Do developers have a right to build on every inch of their property at the expense of the local government's right to protect the community's charm, grace and quality of life? On Tuesday the federal appeals court in the District will hear arguments on that issue in a critical historic preservation case.

The case involves Cathedral Mansions South, an apartment building across the street from the National Zoo. Harry Wardman, one of the District's most prolific residential architects, designed the building and its landscaped lawns in the 1920s. His influence along Connecticut Avenue is reflected in the Marriott Wardman Park Hotel in Woodley Park.

Wardman designed Cathedral Mansions South to provide the greatest possible integration of living space and open space. He connected the living areas with expansive lawns through the use of sun rooms, large windows and French doors that open onto sheltered patios and balconies. The Georgian Revival structure and lawns complement similar residences along Connecticut Avenue that preserve continuity with the natural landscape.

In 1989 in response to a request by the Woodley Park Community Association and the Woodley Park Historical Society, the District's Historic Preservation Review Board designated this period piece as a historic landmark.
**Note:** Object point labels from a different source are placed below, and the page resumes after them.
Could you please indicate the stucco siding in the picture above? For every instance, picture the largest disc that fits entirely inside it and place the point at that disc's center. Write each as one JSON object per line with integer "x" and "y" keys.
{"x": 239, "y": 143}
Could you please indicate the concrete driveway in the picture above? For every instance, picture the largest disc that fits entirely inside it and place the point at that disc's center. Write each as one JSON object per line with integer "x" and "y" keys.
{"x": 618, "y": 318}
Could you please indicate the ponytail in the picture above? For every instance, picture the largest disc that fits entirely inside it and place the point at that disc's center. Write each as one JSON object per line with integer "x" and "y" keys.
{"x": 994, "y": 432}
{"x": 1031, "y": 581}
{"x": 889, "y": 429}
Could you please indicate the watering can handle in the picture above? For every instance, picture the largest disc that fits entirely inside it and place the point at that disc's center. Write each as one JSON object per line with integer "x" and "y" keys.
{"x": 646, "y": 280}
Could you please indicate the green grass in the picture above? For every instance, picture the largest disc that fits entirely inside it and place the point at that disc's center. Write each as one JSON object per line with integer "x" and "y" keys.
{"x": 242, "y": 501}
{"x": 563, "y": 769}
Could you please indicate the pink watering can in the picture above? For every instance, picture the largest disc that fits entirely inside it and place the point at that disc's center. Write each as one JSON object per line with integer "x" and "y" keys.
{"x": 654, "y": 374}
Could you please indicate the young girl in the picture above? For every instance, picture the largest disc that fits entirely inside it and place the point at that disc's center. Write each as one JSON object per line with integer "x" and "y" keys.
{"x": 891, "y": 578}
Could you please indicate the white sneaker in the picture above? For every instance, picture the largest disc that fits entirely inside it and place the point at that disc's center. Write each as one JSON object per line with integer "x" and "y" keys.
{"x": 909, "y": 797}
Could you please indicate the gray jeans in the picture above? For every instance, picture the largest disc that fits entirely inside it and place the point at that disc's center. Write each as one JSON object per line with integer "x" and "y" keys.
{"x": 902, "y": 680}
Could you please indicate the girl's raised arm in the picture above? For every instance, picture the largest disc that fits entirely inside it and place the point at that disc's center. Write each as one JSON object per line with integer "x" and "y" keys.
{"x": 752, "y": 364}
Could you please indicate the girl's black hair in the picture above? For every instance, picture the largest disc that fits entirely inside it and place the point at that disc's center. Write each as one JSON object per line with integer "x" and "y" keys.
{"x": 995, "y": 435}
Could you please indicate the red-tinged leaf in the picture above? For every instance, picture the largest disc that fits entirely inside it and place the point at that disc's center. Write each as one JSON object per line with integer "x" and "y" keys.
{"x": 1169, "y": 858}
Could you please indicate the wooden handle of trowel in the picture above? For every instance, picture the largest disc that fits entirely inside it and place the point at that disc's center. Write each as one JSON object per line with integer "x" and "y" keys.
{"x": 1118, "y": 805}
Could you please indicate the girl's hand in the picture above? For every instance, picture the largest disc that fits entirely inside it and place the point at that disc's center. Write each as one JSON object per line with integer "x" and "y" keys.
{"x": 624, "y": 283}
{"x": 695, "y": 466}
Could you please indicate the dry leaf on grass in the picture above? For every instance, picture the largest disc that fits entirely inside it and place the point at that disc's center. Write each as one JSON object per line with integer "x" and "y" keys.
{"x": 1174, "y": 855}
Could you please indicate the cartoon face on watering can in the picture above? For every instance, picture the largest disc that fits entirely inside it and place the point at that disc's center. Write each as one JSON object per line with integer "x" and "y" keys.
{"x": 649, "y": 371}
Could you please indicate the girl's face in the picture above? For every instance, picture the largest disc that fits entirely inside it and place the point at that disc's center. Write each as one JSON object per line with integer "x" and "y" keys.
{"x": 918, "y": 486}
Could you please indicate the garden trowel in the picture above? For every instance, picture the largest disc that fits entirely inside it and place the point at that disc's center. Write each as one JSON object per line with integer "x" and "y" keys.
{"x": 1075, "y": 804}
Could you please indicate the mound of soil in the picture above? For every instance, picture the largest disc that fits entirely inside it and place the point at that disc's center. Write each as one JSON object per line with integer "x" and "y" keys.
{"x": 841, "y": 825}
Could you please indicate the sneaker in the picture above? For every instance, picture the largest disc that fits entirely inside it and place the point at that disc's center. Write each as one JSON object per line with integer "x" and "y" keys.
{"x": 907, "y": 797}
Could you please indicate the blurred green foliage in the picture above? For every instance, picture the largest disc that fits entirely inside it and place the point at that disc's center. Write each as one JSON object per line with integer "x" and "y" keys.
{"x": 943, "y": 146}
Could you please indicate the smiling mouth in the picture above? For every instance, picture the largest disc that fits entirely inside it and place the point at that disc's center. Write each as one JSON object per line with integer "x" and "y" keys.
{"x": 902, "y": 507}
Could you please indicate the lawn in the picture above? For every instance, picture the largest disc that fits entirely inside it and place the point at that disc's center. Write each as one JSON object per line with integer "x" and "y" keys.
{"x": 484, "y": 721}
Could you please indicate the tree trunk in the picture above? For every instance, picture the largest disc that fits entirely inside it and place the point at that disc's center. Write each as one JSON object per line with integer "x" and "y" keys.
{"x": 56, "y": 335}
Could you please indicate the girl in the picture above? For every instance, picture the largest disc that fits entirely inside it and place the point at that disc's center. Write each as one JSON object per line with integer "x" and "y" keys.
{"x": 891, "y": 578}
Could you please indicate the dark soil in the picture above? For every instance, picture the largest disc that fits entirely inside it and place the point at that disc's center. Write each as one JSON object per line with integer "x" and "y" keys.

Similar properties in the Connecticut Avenue corridor also have been so designated, to the benefit of property values throughout the neighborhood.

The current owner of Cathedral Mansions South purchased the property in 1961 and has operated the complex profitably ever since. In 1988 the owner sought permission to build eight three-story town houses on the landscaped lawns. The District denied the permit, acting on the recommendation of the federal Commission of Fine Arts, the director of the National Zoo, the D.C. Historic Preservation Review Board and local community associations. Because the lawns are integral to the original design of the property, the District concluded that the proposed development would destroy the essential character of the landmark.

The owner then sued the District under a federal constitutional provision known as the takings clause, which prohibits the government from taking private property without just compensation. The takings clause originally was understood to apply only to the physical appropriation of property for roads, public buildings and the like. In recent years, however, developers and others have urged an aggressive application of this provision to attack historic preservation efforts, curbs on urban sprawl, environmental safeguards and other community protections.

In 1887 the Supreme Court held that "all property in this country is held under an implied obligation that the owner's use of it shall not be injurious to the community." Compliance with the District's historic preservation laws falls squarely within every property owner's obligation to the community. Indeed, 20 years ago the Supreme Court rejected a takings challenge to New York City's historic preservation laws that prevented construction of a 55-story office building atop Grand Central Terminal.

In a comprehensive ruling, the lower court rejected the owner's claim. If the appeals court adheres to constitutional tradition and common sense, it should affirm that ruling.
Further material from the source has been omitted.